Gold loans and personal loans are two of the most prevalent tools that take care of borrowers’ needs, but both financial instruments are different in terms of interest rates, charges, and features.
Deepak Singhal, SVP, Business, Rupeek, says, “Following Covid-afflicted uncertainties, loans – gold or personal – may be the best path to overcome liquidity shortages. However, it is important that one evaluates and selects the right borrowing instrument to best meet the requirement.”
How should one decide between the two? Experts say, it usually depends on the complexity of credit against assets and the KYC process.
To begin with, a gold loan is a secured loan wherein the borrower pledges his gold – ranging from 18K to 24K – with a financial institution as security and simply avails loan against it. On the other hand, personal loans are unsecured loan products, with the banks checking the credit score and history of the loan applicant before sanctioning a loan.
Read More: Gold Price for today: 10 grams of 24-carat sold at Rs 52,310; silver priced at Rs 68,400 per kilo
Gold loan vs personal loan
Since gold loans are availed against gold assets, they have one of the fastest disbursals vs other loan options as the money is instantly transferred to the borrower’s account. Singhal says, “The evaluation process is mainly based on the quality of the collateral and a simple KYC, without any emphasis on the borrower’s credit score.”
In the case of personal loans, since the loan approval and disbursal are dependent on the loan seeker’s credit score and history, the documentation that is needed is more than what is required while seeking gold loans. Borrowers are required to submit their ITR forms, payslips and other documents to get their application processed. Also, the verification of these documents usually takes time and the disbursal of personal loans may take up to 7 days.
Availability of security
“If a loan seeker owns sufficient surety and wants to pledge it to get a loan, a gold loan could be a better option, in terms of lower interest rates,” explains Singhal.
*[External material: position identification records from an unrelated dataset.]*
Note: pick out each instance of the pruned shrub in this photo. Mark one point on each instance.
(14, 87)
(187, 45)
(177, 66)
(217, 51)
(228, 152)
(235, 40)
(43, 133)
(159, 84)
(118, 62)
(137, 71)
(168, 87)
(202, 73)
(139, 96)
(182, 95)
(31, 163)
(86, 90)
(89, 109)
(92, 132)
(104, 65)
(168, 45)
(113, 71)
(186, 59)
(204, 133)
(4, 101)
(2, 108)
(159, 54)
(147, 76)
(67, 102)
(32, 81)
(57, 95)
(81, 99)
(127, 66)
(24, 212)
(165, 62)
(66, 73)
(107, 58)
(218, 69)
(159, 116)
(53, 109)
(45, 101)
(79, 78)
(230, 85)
Having said that, While the value of the security is lesser than the loan requirement, a personal loan could be the go-to option if the borrower is eligible for the loan amount they seek.
Read More: Crypto Tax rules in India from April 1: Key details want to know
Quantum of loan
If the requirement of the loan is more, then the evaluation before disbursement of a personal loan is higher and more in-depth. Also in many cases, experts say, even after sufficient diligence, the borrower may not get the desired loan amount.
While in the case of a gold loan, the quantum is linked to gold quantity, thus there is no restriction on the upper limit, if the borrower has security and the TAT for disbursement does not significantly go higher.
Credit score
When borrowers’ credit score is poor, they might not be qualified for a personal loan. Even if they get one, Singhal points out, “the interest rate will be much higher than those extended to applicants with good credit scores. In such a case, going for a gold loan could be the better option than a personal loan.”
Income stability
Availing a personal loan could be complicated if the borrower does not have a regular source of income or no income proof. It may also be difficult for the self-employed or people with limited IT returns. In such a case, industry experts say, a gold loan could work better as the credit scores have a lower bearing on these loans.
Interest rates
The interest rate varies with each lender, be it gold loans or personal loans. The other factor that impacts interest rates is the duration of the loan. Singhal says, “The longer the duration, the higher the interest rates. This is applicable for both, gold loans and personal loans. However, gold loan rates are relatively lower than personal loan interest rates as it is a secured loan.”
Repayment
Personal loans are repaid in the form of EMIs, which includes both the principal and interest factor. However, gold loan companies offer a wider choice of repayment methods.
Singhal explains, “Apart from the usual EMI mode of repayment, NBFCs allow borrowers to just repay their interest amount every month leaving the principal component to be repaid on the maturity date.”
In the Bullet repayment method in a gold loan, a borrower can repay the entire amount of both the principal and interest amount at the end of the loan’s term and need not service EMIs.
The pick between a gold loan and a personal loan will mainly depend on the borrower’s requirements and credit profile.
Singhal adds, “Personal loans will be more suitable for those requiring smaller amounts of loans without the effort of pledging collateral, with good credit history and income documentation.
Gold loans will mainly suit those needing better flexibility in quantum, repayment or credit profile and are also suited for customers with irregular or higher cash flow cycles.